HINSDALE – You’re going on a trip you didn’t plan for. You didn’t ask to go, you didn’t want to go.
That trip is the long journey from cancer diagnosis to treatment and one of the analogies Jeannine Arias used when it came to navigating cancer, particularly breast cancer. But she said there is hope and always people there to help along the way.
“For example, when a patient’s going through surgery, especially breast surgery, it’s very emotional,” said Arias, associate clinical director of oncology and navigation services at Adventist Hinsdale Hospital. “The navigator is helping them get through that along with the physician, always with the physician. We’re just there for extra support and education.”
It was all part of the inaugural event Oct. 1 for Breast Cancer Awareness Month at Adventist Hinsdale as families, survivors and speakers shared stories and remembered those who lost their lives.
Claudine Consalvo was diagnosed with breast cancer in March 2012 and completed treatment the following October at Adventist Hinsdale.
“I received outstanding care at Hinsdale from my caregivers to my doctors to my nurses,” Consalvo said. “It was an amazing journey and one of the worst times of my life, but one of the best times.”
Consalvo said it was one of the best times because of how she looks back on her journey of going through diagnosis, treatment and recovery.
“Whenever something bad happens, or something gets difficult to deal with, I always measure it up against cancer,” she said.
Patricia Madej, medical oncologist at Adventist Hinsdale, was part of a panel discussion along with Consalvo and Arias. She said one of the biggest misconceptions about breast cancer is that it sounds like “one thing.”
“There is no such thing as a breast cancer or the breast cancer,” Madej said. “It’s as individual as the person who has it.
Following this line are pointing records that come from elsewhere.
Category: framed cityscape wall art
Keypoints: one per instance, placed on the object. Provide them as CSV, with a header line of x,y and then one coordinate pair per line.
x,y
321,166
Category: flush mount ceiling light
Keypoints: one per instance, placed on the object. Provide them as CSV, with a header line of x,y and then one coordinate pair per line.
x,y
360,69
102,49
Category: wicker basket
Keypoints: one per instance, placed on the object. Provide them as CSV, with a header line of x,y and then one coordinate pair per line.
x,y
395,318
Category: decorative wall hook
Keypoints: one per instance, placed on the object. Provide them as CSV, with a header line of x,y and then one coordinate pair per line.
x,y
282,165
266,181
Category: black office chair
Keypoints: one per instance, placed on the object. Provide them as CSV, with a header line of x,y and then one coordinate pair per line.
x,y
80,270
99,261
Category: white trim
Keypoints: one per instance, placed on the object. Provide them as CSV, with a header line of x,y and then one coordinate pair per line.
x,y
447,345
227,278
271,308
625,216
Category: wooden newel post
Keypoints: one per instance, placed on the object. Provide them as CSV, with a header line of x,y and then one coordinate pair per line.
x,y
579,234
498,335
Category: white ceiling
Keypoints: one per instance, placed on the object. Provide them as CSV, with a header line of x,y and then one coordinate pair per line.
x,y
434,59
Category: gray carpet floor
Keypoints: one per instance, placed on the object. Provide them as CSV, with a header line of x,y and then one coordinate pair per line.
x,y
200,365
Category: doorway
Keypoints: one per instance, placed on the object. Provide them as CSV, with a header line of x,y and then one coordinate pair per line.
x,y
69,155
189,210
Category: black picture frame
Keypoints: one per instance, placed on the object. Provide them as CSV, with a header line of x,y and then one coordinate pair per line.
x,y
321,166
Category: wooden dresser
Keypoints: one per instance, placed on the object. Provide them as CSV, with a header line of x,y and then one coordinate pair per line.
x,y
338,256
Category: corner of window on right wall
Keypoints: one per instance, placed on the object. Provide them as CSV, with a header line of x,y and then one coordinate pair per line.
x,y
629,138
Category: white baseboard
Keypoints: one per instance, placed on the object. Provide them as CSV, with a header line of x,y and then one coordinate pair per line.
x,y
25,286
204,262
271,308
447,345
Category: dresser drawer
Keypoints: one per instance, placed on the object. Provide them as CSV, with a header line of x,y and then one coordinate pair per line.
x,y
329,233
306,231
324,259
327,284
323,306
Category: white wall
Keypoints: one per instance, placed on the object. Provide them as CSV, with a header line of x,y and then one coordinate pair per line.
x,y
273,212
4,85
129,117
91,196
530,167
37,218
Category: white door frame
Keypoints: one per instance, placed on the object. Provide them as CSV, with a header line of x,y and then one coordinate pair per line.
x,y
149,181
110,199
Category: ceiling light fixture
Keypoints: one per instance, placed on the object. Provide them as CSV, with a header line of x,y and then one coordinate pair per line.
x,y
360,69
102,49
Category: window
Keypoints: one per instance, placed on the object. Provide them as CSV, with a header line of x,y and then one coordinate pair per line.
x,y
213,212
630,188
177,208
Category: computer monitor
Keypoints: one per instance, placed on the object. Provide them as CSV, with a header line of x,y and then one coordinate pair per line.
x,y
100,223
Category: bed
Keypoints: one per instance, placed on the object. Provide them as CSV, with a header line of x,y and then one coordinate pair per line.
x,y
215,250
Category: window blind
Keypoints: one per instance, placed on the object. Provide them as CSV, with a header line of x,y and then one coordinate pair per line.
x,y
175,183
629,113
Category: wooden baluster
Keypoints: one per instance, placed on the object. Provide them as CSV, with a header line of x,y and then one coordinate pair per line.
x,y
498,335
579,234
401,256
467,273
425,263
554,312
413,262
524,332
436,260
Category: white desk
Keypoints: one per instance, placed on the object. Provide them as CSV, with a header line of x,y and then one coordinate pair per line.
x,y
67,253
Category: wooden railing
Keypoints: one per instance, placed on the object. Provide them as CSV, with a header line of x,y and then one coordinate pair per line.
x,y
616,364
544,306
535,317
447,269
It’s almost as individual as a fingerprint.”
Mike Goebel, CEO at Adventist Hinsdale, said this year more than 21,000 people in DuPage County will hear the words, “You have cancer.” Goebel said when it comes to fighting cancer, patients need the support of loved ones and peace of mind to treat body, mind and spirit.
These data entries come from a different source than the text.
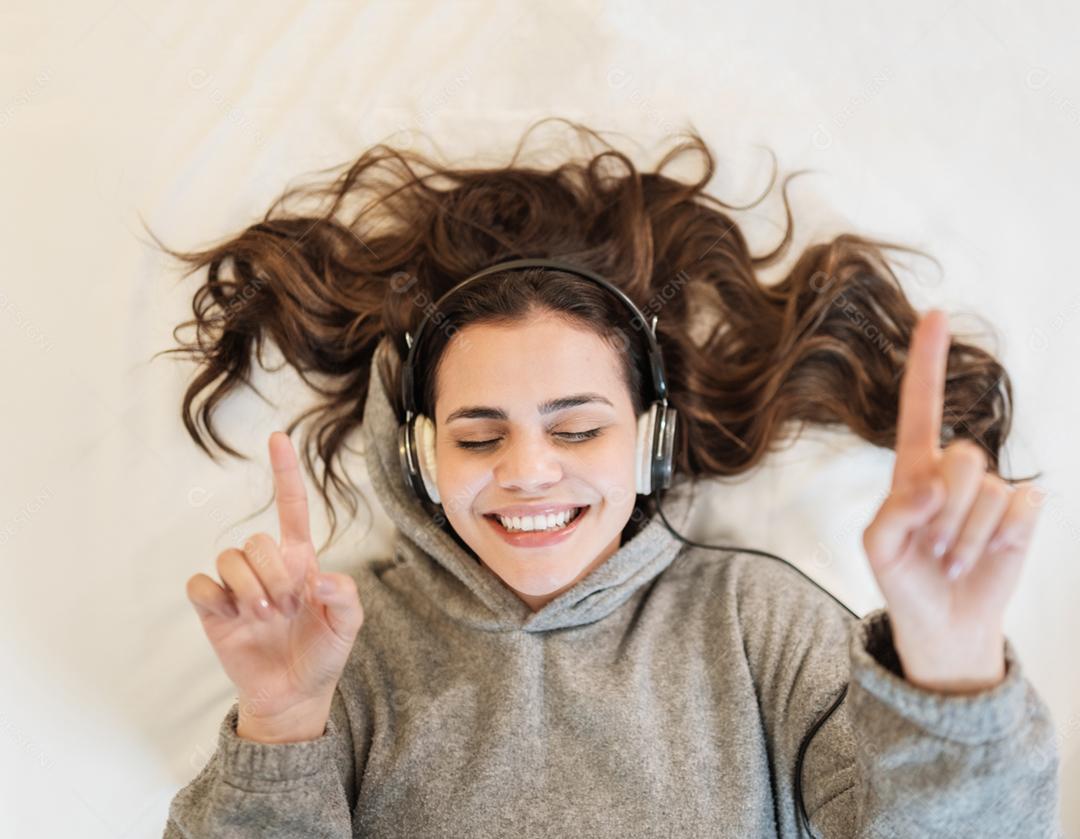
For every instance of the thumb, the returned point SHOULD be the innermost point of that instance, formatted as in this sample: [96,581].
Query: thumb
[902,513]
[338,593]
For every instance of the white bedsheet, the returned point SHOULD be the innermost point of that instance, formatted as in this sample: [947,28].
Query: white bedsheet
[949,126]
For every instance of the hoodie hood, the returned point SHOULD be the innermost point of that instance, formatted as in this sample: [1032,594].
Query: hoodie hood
[461,585]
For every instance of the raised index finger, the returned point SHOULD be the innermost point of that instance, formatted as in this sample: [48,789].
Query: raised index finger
[922,395]
[289,494]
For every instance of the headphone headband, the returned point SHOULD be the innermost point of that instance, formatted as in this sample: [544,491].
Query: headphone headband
[656,360]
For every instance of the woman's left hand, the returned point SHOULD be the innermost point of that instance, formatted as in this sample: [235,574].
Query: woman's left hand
[946,607]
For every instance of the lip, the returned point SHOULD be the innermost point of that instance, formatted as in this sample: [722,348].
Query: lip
[532,510]
[536,539]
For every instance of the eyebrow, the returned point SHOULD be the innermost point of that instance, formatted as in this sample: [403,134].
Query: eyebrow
[480,411]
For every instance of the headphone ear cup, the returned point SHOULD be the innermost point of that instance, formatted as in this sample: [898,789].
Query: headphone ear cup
[643,457]
[664,442]
[426,455]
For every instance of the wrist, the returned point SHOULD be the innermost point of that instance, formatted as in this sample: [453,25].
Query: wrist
[967,667]
[305,721]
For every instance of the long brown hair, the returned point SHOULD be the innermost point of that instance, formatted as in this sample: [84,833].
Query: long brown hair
[824,344]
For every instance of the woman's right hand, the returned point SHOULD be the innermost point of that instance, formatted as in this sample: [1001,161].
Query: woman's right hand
[281,640]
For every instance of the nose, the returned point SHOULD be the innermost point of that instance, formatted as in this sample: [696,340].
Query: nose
[529,463]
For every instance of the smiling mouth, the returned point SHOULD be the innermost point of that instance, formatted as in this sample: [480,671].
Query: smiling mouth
[578,512]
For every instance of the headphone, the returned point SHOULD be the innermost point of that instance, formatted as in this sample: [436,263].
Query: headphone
[653,455]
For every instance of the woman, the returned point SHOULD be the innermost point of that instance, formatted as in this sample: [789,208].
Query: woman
[602,677]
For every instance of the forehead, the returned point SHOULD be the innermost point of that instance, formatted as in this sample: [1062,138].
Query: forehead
[525,364]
“I understand these needs more than ever before as of January of this year I lost my father to brain cancer,” Goebel said. “Battling cancer is not an experience I’d wish on anyone, but when it happens you have to deal with it with all the faith, strength and courage you could muster.”
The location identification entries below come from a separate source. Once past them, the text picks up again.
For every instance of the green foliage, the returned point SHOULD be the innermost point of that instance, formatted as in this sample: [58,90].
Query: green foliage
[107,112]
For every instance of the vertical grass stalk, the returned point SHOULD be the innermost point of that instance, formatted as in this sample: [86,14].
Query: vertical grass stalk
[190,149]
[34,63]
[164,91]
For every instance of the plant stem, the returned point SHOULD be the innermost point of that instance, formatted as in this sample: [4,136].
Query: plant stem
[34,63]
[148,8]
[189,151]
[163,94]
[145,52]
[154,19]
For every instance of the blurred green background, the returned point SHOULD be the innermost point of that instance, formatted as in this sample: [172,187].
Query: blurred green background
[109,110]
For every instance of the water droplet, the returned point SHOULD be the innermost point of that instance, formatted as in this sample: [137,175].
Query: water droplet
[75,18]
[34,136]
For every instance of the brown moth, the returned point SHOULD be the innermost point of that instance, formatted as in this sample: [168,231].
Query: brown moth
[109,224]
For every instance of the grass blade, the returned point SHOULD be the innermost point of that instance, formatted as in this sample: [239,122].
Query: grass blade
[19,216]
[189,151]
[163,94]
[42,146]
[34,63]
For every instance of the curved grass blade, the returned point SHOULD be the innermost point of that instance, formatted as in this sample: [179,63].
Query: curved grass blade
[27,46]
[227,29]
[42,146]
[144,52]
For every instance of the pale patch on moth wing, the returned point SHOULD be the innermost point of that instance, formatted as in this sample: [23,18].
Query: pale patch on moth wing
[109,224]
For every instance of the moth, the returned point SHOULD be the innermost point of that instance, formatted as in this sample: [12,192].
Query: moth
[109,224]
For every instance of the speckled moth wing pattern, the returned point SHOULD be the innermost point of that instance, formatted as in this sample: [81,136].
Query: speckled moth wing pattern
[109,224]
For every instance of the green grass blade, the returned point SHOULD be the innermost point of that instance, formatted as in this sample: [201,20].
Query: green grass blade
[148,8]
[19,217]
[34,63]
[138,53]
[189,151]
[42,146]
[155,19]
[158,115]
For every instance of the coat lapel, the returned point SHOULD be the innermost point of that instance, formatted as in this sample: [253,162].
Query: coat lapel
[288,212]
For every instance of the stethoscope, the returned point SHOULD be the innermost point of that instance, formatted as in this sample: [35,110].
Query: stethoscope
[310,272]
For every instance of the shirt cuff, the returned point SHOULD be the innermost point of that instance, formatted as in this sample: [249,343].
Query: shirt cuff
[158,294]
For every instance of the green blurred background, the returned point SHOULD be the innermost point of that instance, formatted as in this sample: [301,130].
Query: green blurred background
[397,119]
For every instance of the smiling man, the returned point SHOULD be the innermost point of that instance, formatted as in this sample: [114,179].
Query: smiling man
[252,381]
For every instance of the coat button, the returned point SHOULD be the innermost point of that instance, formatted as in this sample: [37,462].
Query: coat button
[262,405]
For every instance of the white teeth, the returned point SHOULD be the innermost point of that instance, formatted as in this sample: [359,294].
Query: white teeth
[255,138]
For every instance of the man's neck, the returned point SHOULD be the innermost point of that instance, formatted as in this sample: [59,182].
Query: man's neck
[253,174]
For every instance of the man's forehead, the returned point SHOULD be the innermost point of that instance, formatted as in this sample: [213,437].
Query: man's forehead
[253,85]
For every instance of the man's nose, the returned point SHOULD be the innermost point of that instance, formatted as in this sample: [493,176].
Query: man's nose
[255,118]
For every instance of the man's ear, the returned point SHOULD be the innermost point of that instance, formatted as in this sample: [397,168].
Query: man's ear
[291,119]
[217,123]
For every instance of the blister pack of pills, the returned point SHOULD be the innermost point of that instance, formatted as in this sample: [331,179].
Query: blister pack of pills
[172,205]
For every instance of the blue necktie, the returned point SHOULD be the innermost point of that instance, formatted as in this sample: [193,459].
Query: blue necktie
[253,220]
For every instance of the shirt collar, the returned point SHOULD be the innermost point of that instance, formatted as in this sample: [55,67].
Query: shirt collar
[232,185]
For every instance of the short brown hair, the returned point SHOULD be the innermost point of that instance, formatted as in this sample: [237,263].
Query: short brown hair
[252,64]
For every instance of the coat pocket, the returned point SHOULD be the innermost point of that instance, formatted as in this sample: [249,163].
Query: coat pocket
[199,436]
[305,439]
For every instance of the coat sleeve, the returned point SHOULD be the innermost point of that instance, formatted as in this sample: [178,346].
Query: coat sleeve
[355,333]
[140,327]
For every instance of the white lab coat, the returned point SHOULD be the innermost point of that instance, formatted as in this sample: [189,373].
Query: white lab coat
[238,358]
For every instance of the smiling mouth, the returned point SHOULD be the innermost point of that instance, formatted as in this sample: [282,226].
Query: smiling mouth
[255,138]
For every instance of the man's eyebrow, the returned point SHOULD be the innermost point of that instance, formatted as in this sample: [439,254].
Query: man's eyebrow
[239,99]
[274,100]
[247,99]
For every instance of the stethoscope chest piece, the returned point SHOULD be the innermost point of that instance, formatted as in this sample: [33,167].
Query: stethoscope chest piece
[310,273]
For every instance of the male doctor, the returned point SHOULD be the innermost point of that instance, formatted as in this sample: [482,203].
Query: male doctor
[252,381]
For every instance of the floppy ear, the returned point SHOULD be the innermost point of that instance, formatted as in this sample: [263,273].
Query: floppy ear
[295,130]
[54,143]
Goebel said he is looking forward to when the Adventist Cancer Institute will be completed, which is slated to start construction in the fall and finish by 2015. Goebel said the Cancer Institute will save patients time and lower stress because everything will be under one roof.
“I want our patients to be taken care of the same way I’d want my family taken care of, and that means the very best care by the best physicians with compassion, hope and healing,” he said.